An sechs verschiedenen Ausstellungsorten zeigt die Biennale 45 Künstler aus der ganzen Welt. Damit präsentiert sich die Schau heute - anders als die Erste Berlin Biennale im Jahre 1998 - nicht nur als Schaufenster der sehr lebendigen Berliner Kunstszene.

Kuratorin Kathrin Rhomberg will unter dem Titel "was draußen wartet" einen Beitrag zu internationalen Kunstdiskussionen leisten und in Zeiten der Krise das Verhältnis von Kunst und Wirklichkeit ausloten.

Sprechchöre, Menschen, die aufgebracht in ein Megaphon brüllen, ein Wald aus Fahnen und Transparenten. Die Grand Nation ist für ihre stark ausgeprägte Demonstrationskultur bekannt. Wann immer den Franzosen etwas nicht passt, machen sie ihrem Ärger lautstark Luft und gehen auf die Straße: gegen die Pariser Wohnungsnot, gegen Alltagsrassismen, oder ganz allgemein gegen die da oben.

Wie wirklich ist die Kunst?

Der französische Künstler Bernard Bazile dokumentiert seit den 1990er Jahren Pariser Protestmärsche und holt mit seiner Videoinstallation die Auseinandersetzungen der Straße in den White Cube. Bazile ist bei der diesjährigen Berlin Biennale nicht der einzige, der sich künstlerisch mit dem Thema Widerstand im öffentlichen Raum auseinandersetzt. Seine Künstlerkollegin Minerva Cuevas zum Beispiel hat der mexikanischen Opposition eine Videoarbeit gewidmet.

Es sind künstlerische Positionen wie diese, die das Kunstpublikum am vergangenen Eröffnungswochenende der Berlin Biennale zu einer immer wieder auftauchenden Frage verleiten: Was hat das mit Kunst zu tun? Agitatorisch, oder platt lautet ein häufig geäußertes Kritikerurteil. Tatsächlich verschwimmt in der Ausstellung der diesjährigen Berlin Biennale immer wieder die Grenze hin zum Dokumentarischen, was sich vielleicht auch darin zeigt, dass ein Schwerpunkt auf Videoarbeiten liegt, während die Malerei kaum präsent ist.

Kuratorin Kathrin Rhomberg hat Künstler eingeladen, sich mit der Aneignung und Produktion der so genannten Wirklichkeit auseinandersetzen. Dass dazu auch die politische Wirklichkeit gehört, versteht sich von selbst. Rhombergs kuratorisches Konzept ist programmatisch und richtet sich gegen eine Kunst, die um sich selber kreist, gegen eine Kunst, die sich mit formalen Fragestellungen begnügt.

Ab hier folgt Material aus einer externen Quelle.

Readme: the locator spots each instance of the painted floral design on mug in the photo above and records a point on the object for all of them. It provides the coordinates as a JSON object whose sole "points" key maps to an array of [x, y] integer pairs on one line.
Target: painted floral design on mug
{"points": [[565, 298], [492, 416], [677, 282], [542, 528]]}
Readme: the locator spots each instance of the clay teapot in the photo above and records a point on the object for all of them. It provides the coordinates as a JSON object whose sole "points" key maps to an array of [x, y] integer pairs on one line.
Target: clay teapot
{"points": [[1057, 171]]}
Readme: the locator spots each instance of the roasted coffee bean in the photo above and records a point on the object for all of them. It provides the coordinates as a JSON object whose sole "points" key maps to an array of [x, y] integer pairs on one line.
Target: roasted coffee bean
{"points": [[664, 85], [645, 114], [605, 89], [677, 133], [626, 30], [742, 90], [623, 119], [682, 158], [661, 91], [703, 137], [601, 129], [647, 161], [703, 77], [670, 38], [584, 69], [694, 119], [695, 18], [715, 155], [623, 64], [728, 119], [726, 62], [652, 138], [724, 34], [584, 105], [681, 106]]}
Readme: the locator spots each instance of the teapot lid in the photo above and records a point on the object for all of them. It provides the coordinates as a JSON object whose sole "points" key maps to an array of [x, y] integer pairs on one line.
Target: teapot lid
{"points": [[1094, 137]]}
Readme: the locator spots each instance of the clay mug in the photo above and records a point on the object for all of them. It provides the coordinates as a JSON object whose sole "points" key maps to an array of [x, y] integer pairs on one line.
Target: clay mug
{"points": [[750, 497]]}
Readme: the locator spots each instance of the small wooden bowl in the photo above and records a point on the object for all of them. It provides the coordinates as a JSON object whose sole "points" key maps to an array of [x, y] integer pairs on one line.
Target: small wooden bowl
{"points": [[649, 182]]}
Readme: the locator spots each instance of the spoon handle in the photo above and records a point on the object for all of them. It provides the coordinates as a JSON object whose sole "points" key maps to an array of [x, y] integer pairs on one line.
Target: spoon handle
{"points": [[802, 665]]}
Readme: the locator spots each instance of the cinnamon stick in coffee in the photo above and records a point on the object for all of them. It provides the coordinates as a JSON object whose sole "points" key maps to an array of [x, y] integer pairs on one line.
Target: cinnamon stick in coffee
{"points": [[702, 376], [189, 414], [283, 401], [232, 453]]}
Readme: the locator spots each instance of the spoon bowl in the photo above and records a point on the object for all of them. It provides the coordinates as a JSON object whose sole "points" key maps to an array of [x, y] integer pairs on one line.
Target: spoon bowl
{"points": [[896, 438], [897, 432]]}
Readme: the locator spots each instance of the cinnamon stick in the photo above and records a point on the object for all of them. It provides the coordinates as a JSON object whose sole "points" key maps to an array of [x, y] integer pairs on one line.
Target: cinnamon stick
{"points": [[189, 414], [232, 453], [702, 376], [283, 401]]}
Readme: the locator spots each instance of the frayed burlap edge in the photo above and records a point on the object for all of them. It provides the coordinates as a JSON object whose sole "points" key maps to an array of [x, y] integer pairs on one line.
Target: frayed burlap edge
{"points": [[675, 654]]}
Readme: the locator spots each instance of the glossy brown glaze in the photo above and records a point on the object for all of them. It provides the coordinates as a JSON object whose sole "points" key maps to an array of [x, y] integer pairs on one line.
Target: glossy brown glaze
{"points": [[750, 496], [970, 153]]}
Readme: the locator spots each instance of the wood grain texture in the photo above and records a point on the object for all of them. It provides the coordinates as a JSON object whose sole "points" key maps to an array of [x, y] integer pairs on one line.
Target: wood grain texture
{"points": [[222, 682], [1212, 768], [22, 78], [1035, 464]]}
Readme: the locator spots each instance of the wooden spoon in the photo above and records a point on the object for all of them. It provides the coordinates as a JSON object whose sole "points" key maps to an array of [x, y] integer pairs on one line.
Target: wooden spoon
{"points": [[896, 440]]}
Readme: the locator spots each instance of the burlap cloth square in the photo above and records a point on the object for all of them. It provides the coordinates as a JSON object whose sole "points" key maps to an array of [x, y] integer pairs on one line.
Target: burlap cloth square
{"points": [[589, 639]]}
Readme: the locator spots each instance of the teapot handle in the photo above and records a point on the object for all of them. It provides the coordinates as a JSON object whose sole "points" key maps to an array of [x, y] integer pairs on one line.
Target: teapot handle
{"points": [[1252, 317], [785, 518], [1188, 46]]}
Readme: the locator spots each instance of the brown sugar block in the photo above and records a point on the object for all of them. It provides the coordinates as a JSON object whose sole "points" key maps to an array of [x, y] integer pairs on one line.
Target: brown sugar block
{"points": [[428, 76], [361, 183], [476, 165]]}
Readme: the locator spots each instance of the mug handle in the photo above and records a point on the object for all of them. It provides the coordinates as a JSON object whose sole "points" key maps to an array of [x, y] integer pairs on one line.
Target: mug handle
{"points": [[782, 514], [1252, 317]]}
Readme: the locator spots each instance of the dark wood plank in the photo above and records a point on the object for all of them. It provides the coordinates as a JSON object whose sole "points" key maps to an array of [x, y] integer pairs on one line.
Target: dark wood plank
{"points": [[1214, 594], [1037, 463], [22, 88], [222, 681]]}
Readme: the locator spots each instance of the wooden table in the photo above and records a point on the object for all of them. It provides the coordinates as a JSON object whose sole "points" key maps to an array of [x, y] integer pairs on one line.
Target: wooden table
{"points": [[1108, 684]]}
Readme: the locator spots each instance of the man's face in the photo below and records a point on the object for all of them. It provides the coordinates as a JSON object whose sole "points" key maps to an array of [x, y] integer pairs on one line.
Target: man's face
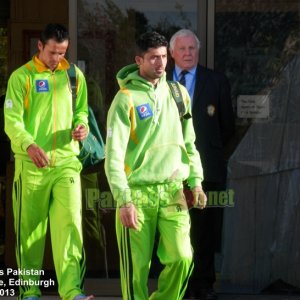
{"points": [[185, 52], [153, 63], [52, 52]]}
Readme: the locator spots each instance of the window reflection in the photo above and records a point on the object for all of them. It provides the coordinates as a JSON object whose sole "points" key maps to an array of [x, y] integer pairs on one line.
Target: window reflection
{"points": [[106, 40]]}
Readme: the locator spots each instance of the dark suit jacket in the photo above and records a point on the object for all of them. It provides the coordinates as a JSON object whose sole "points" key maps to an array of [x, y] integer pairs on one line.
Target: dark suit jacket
{"points": [[214, 121]]}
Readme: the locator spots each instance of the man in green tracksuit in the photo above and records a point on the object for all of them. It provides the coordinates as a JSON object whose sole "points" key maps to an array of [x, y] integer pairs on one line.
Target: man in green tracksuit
{"points": [[150, 151], [44, 136]]}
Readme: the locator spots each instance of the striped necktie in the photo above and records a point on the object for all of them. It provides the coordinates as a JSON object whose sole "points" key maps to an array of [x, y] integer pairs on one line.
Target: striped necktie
{"points": [[182, 77]]}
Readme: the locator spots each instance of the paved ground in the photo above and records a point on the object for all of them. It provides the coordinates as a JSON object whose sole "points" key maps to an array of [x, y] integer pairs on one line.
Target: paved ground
{"points": [[221, 297]]}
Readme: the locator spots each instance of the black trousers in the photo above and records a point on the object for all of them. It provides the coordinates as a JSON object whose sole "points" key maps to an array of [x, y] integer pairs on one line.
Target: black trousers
{"points": [[206, 238]]}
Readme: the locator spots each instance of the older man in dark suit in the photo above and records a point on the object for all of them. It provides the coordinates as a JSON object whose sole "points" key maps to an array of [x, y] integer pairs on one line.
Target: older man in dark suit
{"points": [[214, 125]]}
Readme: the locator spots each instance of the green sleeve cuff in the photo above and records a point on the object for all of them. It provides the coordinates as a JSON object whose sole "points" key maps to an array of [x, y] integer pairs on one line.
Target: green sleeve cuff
{"points": [[26, 144]]}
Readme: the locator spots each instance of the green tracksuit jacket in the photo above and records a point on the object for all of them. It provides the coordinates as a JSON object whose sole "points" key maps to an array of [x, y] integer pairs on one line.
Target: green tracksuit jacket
{"points": [[36, 111], [147, 143]]}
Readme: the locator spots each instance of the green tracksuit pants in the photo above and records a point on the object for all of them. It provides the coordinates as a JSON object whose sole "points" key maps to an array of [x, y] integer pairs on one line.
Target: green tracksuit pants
{"points": [[160, 207], [54, 193]]}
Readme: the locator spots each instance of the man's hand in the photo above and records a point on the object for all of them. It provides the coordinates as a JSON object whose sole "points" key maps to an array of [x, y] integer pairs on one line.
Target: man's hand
{"points": [[128, 216], [38, 156], [79, 133], [199, 197]]}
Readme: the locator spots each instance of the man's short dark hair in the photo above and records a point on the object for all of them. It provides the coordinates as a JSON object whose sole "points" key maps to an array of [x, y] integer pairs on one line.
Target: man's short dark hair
{"points": [[150, 40], [57, 32]]}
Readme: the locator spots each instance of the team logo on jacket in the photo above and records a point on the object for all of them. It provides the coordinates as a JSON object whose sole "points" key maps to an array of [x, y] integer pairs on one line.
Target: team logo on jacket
{"points": [[144, 111], [211, 110], [42, 86]]}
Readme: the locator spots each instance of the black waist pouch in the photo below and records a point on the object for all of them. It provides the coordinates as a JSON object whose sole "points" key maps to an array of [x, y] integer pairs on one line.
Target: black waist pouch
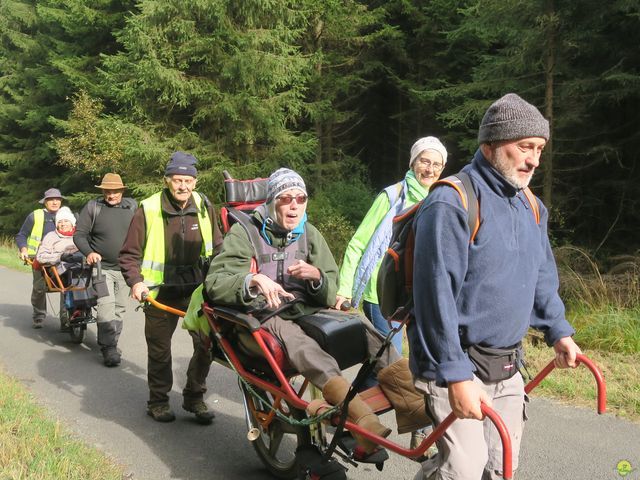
{"points": [[495, 364], [340, 334]]}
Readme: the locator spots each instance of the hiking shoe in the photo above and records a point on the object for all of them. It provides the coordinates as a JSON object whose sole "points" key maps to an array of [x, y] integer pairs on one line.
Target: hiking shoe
{"points": [[201, 410], [111, 357], [161, 413]]}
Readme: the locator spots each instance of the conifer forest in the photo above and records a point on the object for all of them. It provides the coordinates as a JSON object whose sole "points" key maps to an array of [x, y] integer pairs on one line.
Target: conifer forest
{"points": [[336, 89]]}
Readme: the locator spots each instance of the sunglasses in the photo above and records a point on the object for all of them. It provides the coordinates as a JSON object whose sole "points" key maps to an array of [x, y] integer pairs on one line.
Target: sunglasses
{"points": [[287, 199]]}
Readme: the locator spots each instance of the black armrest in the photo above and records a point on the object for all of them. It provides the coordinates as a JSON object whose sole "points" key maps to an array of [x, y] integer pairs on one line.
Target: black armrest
{"points": [[237, 317]]}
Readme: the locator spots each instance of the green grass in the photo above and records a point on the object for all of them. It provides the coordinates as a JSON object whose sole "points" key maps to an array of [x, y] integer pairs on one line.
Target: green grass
{"points": [[9, 255], [608, 329], [34, 447], [621, 372]]}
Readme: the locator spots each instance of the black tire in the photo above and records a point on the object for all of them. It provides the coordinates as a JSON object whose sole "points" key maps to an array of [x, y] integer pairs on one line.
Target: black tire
{"points": [[277, 445], [76, 332], [78, 325]]}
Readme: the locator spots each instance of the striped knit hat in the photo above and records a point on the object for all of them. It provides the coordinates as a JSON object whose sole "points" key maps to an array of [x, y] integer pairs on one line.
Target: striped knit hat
{"points": [[510, 118], [282, 180]]}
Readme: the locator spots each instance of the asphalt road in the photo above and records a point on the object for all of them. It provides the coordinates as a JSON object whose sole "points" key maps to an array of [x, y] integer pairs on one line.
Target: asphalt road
{"points": [[106, 408]]}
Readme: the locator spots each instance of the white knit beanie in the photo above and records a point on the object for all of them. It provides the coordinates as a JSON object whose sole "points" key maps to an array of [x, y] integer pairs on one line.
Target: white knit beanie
{"points": [[282, 180], [65, 213], [427, 143]]}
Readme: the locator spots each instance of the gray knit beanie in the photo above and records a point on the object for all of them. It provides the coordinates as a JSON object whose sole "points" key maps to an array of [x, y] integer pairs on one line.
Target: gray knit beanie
{"points": [[510, 118]]}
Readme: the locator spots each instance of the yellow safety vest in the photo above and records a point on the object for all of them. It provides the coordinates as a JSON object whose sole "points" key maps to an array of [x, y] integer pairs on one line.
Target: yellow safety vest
{"points": [[35, 237], [152, 267]]}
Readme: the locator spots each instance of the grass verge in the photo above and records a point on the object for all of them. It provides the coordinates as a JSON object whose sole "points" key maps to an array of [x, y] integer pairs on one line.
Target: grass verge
{"points": [[577, 387], [9, 255], [34, 447]]}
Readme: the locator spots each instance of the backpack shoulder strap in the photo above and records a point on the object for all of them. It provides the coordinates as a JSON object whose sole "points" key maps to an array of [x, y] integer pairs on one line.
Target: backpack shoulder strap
{"points": [[94, 207], [461, 183], [249, 226], [535, 208], [394, 192]]}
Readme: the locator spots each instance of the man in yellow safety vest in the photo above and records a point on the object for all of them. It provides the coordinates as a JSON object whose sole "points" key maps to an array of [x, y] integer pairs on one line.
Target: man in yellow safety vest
{"points": [[171, 236]]}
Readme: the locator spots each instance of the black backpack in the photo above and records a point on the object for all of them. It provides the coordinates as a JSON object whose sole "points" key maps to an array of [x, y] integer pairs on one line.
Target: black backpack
{"points": [[395, 276]]}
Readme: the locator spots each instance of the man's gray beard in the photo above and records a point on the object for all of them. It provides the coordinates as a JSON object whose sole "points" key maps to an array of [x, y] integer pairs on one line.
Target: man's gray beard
{"points": [[501, 164]]}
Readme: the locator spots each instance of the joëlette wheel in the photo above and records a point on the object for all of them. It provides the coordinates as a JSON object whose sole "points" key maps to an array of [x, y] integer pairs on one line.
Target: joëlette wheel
{"points": [[277, 443]]}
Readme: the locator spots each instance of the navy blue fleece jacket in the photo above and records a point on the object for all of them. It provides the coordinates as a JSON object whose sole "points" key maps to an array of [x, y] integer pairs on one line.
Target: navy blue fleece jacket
{"points": [[487, 293]]}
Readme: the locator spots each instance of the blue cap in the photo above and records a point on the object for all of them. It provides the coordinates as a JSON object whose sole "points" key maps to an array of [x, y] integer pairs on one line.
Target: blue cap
{"points": [[182, 163]]}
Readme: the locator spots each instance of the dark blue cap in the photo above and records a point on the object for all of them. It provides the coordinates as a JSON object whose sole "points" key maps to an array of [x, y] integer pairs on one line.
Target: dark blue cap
{"points": [[182, 163]]}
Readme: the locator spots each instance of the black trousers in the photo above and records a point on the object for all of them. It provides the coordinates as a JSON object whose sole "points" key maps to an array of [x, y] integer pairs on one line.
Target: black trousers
{"points": [[158, 330]]}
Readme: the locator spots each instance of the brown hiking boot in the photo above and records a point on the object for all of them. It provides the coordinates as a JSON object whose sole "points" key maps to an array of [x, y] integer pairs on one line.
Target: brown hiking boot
{"points": [[161, 413], [201, 410]]}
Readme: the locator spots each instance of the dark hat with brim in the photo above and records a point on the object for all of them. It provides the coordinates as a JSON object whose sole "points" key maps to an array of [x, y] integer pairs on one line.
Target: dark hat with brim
{"points": [[111, 181], [51, 193]]}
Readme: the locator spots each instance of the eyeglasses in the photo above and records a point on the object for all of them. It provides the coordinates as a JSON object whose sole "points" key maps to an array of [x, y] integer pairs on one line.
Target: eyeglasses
{"points": [[436, 166], [182, 181], [287, 199]]}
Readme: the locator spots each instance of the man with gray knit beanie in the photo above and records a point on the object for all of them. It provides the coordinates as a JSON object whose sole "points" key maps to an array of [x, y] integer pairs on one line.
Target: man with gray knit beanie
{"points": [[475, 301]]}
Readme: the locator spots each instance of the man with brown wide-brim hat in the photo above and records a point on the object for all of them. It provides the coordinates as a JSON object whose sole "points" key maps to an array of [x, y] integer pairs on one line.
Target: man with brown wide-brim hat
{"points": [[111, 181], [100, 232]]}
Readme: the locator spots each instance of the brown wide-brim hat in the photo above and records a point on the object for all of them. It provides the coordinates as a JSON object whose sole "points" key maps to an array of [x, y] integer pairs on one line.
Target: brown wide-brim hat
{"points": [[111, 181], [51, 193]]}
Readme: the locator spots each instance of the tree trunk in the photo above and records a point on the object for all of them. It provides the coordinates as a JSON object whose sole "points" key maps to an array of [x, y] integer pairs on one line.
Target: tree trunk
{"points": [[547, 187]]}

In Zeiten der Finanzkrise sei der Blick auf die Wirklichkeit unabdingbar, sagt Kathrin Rhomberg.

"Wenn eine Gesellschaft mit Krisen konfrontiert war, – auch in den 1920er Jahren zum Beispiel – wurde auf einmal diese Frage nach dem Verhältnis von Kunst und Wirklichkeit wieder virulent. Das ist ein bisschen die These der Berlin Biennale, dass vor dem Hintergrund der gegenwärtigen Krisen das Verhältnis von Kunst u Wirklichkeit eigentlich geschärft werden könnte.", sagt Kathrin Rhomberg.

Kathrin Rhomberg hat sich in den 1990er Jahren als Kuratorin der Wiener Secession einen Namen gemacht. Für großes Aufsehen sorgte sie hierzulande, als sie das Traditionshaus am Wiener Naschmarkt 1998 rot anstreichen ließ. Auch damals ging es ihr ganz offensichtlich um Kunst, die in den öffentlichen Raum ausstrahlt. Die letzten zwei Jahre hat die gebürtige Vorarlbergerin Kathrin Rhomberg in Berlin verbracht, hat Ateliers besucht und sich mit der lokalen Szene vertraut gemacht. Für die Kuratoren der Berlin Biennale eine absolute Pflichtübung. Schließlich ist die Wahl der Ausstellungsorte alle zwei Jahre wieder nicht nur in den lokalen Medien ein großes Thema.

Im Westen nichts Neues?

Im Westen nichts Neues", so könnte das Motto der diesjährigen Berlin Biennale lauten, zumindest wenn man den Urteil mancher Kritiker Recht geben will, die davon sprechen, dass bei der Biennale nur wenige Überraschungen zu entdecken seien. Wer sie entdecken will, der muss in diesem Jahr jedenfalls in den Westen pilgern. Nachdem vor vier Jahren das Galerienviertel rund um die Auguststraße im ehemaligen Osten Schauplatz der Biennale gewesen ist und vor zwei Jahren unter anderem ein Skulpturenpark am ehemaligen Mauerstreifen eingerichtet worden ist, hat sich Kathrin Rhomberg für den westlichen Teil der Stadt als Schwerpunktgebiet entschieden.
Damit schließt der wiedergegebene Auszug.